I feel my work intimately linked with the process as a form of theater in which both the working activity and the structural changes to and within the building are the performance. I also include a free interpretation of movement and gesture, both metaphoric, sculptural, and social into my sense of theater, with only the most incidental audience—an ongoing act for the passer-by just as the construction site provides a stage for busy pedestrians in transit. So my working has a similar effect. People are fascinated by spacegiving activity. I am sure that it is a fascination with the underground that most captures the imagination of the random audience; people can’t resist contemplating the foundations of a new construction site. So in a reverse manner, the openings I have made stop the viewer with their careful revealings. Moreover, I see the work as a special stage in perpetual metamorphosis, a model for people’s constant action on space as much as in the space that surrounds them. Buildings are fixed entities in the minds of most—the notion of mutable space is virtually taboo—even in one’s own home. People live in their space with a temerity that is frightening. Home owners generally do little more than maintain their property. It’s baffling how rarely the people get involved in fundamentally changing their place by simply undoing it.

While my preoccupations involve creating deep metamorphic incisions into space/place, I do not want to create a totally new supportive field of vision, of cognition. I want to reuse the old one, the existing framework of thought and sight. So, on the one hand, I am altering the existing units of perception normally employed to discern the wholeness of a thing. On the other hand, much of my life’s energies are simply about being denied. There’s so much in our society that purposely intends denial: deny entry, deny passage, deny participation, etc. We would all still be living in towers and castles, if we hadn’t broken down some of the social and economic barriers, inhibitions and restraints. My work directly reflects this.

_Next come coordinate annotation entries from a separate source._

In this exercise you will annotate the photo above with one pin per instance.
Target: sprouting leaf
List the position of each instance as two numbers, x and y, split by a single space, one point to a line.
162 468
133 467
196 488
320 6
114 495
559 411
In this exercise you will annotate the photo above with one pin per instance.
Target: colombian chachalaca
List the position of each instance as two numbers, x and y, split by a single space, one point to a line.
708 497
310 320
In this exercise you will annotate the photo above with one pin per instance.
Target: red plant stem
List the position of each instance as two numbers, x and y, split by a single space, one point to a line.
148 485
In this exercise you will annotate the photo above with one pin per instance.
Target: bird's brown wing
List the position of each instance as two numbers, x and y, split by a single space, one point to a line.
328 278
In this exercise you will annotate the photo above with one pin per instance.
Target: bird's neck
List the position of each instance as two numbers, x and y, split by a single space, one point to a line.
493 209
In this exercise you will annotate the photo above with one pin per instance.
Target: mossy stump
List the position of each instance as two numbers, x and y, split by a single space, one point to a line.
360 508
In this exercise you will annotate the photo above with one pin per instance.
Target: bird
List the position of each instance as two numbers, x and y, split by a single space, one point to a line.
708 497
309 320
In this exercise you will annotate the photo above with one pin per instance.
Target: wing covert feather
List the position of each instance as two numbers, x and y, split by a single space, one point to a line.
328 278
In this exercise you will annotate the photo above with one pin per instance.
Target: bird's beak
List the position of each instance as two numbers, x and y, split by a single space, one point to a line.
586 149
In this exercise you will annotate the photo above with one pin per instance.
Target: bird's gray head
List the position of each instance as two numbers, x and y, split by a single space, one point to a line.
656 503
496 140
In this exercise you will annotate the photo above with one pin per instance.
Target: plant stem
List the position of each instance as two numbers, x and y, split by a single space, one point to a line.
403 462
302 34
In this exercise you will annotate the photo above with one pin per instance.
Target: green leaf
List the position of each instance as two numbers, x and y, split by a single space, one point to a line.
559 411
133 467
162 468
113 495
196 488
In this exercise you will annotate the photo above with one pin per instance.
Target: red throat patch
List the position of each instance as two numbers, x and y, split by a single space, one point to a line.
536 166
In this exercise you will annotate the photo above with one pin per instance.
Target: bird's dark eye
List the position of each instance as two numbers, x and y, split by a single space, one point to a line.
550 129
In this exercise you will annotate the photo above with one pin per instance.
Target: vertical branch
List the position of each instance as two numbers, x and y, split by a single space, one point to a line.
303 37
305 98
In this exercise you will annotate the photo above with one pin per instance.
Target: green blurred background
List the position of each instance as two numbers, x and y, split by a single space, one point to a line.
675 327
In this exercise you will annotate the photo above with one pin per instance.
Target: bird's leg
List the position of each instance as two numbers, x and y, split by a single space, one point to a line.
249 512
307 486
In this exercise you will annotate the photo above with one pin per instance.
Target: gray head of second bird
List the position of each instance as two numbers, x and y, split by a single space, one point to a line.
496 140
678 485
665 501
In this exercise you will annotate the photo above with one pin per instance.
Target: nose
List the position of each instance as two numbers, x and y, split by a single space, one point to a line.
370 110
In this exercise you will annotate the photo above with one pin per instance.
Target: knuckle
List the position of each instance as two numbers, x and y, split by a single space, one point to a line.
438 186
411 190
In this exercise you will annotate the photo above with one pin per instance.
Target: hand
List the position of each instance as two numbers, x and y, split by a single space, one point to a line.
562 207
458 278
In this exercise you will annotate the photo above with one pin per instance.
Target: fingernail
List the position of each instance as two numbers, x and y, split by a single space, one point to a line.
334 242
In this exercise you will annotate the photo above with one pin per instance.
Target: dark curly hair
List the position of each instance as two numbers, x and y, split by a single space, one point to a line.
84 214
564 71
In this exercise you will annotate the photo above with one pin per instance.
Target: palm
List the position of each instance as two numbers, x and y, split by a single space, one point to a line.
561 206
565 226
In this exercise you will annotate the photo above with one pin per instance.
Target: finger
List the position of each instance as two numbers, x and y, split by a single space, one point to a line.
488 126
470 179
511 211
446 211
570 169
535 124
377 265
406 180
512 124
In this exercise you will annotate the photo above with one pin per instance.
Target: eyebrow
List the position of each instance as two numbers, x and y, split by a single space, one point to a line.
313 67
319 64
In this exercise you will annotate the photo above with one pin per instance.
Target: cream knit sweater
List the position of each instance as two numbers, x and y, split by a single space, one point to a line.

One of the greatest influences on me in terms of new attitudes was an experience in Milan. When searching for a factory to “cut-up”, I found an expansive and long-abandoned factory complex that was being exuberantly occupied by a large group of radical Communist youths. They had been taking turns holding down a section of the plant for over a month. Their program was to resist the intervention of “laissez-faire” real estate developers from exploiting the property. Their proposal was that the area be used for a much needed community services center. My exposure to this confrontation was my first awakening to doing in my work, not in artistic isolation, but through an active exchange with peoples’ concern for their neighborhood. My goal is to extend the Milan experience to the U.S., especially to neglected areas of New York such as the South Bronx where the city is just waiting for the social and physical condition to deteriorate to such a point that the borough can redevelop the whole area into the industrial park they really want. A specific project might be to work with an existing neighborhood youth group and to involve them in converting the all too plentiful abandoned buildings into a social space. In this way, the young could get both practical information about how buildings are made and, more essentially, some first-hand experience with one aspect of the very real possibility of transforming their space. In this way, I would adapt my work to still another level of the given situation. It would no longer be concerned with just personal or metaphoric treatment of the site, but finally responsive to the express will of its occupants.